世の中には様々なダイエット法があります。

 

しかし、実際に体脂肪を減らす効果があるダイエットは基本的に2つしかありません。

 

 

1つは食事量。

 

つまり、摂取エネルギー量を減らすということです。

 

そしてもう1つは、有酸素運動やダンス、スポーツなどで消費エネルギー量を増やす全身運動です。

 

体脂肪を減らす「ダイエット」ということに関しては、圧倒的に食事制限が効果を発揮します。

 

その理由は3つ。

 

1つは単純明快で、太る根本的な理由が「食事」にあるからです。

 

体脂肪が増える原因はこれまで繰り返してきた通り、消費するエネルギー量よりも摂取するエネルギー量が多いためです。

 

エネルギー収支の黒字状態が続いているということです。

 

多くの人の場合、エネルギー収支が黒字になるのは、運動不足で消費エネルギー量が減少するよりも、過食によって摂取エネルギー量が増加したために起こります。

 

体東が増える典型例は中年太りですが、これは若い頃よりも大幅に運動量が不足するからではなく、経済的な余裕が生まれるなどして食生活が豊かになることが主な原因で起こるものです。

 

例外として、スポーツ選手が引退したり、ランニングなどの運動を趣味としていた人がそれをパタツとやめたりした場合は、運動不足が主な原因になります。

 

でも、それは少数派。

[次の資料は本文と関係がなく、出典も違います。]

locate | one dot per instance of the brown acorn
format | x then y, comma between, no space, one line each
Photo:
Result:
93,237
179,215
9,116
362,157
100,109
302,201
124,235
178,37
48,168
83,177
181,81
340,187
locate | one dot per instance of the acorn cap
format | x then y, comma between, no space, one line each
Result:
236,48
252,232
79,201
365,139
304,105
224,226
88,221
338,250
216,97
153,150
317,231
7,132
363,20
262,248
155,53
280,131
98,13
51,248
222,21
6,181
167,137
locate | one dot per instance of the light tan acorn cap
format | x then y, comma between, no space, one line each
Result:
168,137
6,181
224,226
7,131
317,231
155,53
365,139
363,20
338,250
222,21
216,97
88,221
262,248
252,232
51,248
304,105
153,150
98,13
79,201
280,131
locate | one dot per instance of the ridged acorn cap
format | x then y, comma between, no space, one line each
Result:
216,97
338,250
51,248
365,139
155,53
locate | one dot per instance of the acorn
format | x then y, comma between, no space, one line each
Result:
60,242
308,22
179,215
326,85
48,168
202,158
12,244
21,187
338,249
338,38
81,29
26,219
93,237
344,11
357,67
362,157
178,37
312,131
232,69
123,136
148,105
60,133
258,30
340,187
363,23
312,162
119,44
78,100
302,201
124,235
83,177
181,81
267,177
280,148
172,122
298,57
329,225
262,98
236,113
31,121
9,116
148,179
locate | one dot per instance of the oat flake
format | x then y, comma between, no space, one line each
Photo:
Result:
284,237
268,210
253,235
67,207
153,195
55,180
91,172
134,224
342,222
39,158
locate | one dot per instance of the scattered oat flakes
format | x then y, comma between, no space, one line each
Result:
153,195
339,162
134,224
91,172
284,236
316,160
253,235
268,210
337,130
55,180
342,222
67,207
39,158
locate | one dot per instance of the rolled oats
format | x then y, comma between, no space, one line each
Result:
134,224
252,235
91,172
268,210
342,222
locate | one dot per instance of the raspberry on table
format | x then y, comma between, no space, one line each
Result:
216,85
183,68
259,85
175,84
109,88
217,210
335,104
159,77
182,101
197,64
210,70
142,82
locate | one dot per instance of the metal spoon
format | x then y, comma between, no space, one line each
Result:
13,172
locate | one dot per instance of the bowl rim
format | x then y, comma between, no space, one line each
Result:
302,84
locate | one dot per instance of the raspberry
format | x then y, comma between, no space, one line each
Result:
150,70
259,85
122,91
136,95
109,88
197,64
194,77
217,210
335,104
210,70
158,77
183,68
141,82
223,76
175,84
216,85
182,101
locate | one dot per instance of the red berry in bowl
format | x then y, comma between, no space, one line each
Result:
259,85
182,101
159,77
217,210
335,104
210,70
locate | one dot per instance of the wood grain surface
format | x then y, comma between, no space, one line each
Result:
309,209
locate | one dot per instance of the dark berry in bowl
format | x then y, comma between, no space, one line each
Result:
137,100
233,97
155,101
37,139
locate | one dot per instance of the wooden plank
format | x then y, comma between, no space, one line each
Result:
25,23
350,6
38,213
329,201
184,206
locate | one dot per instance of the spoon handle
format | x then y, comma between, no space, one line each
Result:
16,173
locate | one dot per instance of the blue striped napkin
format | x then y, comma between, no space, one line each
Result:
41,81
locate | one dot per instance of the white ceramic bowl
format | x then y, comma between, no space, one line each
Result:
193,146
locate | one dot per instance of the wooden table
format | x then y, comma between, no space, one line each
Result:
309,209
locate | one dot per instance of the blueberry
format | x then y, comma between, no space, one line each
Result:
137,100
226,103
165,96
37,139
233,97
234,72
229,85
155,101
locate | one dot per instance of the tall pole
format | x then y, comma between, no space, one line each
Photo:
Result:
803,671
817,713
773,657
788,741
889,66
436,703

ほとんどの人は過食によって太ったわけですから、その原因を取り除かない限り問題解決はできないのです。

 

 

2つめの理由は、安全面です。

 

体脂肪が多い方には高血圧、動脈硬化、高血糖値など、生活習慣病あるいはその危険因子を抱えている方が少なくありません。

 

こうした方が運動をすると体調不良が起こりやすく、最悪の場合、急性心筋梗塞を起こすリスクがあります。

 

また、体脂肪は体を動かす際に「重り」になります。

 

そのため、全身運動を行うと下肢、特にひざへの負担が大きいです。

 

 

3つめは、運動量を増やすよりも食事量を減らすことのほうが簡単だからです。

 

 

もちろん、有酸素運動などの全身運動は健康のために重要です。

 

私たち人間は、数百万年前に地球に誕生してからつい最近まで、労働、家事、移動などで体を動かして多くのエネルギーを消費し、それに適応した肉体にデザインされていますから、運動不足はさまざまな弊害を引き起こします。

 

運動量が低下すると筋肉が減って基礎代謝量が下がり、太りやすくなるだけでなく、体温が低下して免疫力が下がったりします。

 

運動の刺激が減れば骨密度も低下します。

 

汗腺が退化して暑さに弱くなったりもするでしょう。

 

さらには、血液の循環が悪くなって筋肉がコリやすくなったり、むくみや動脈硬化も起こりやすくなります。

 

 

このようにダイエットという目的以外でも全身運動は有益です。

 

だから運動が好きで続けることが可能ならば、全身運動を習慣にして体脂肪を減らしていくのはいいことです。

 

食事制限行っている人も、目的を達成して心身の状態がよくなり、体が軽くなったら、健康のため全身運動を始めることも検討してみてください。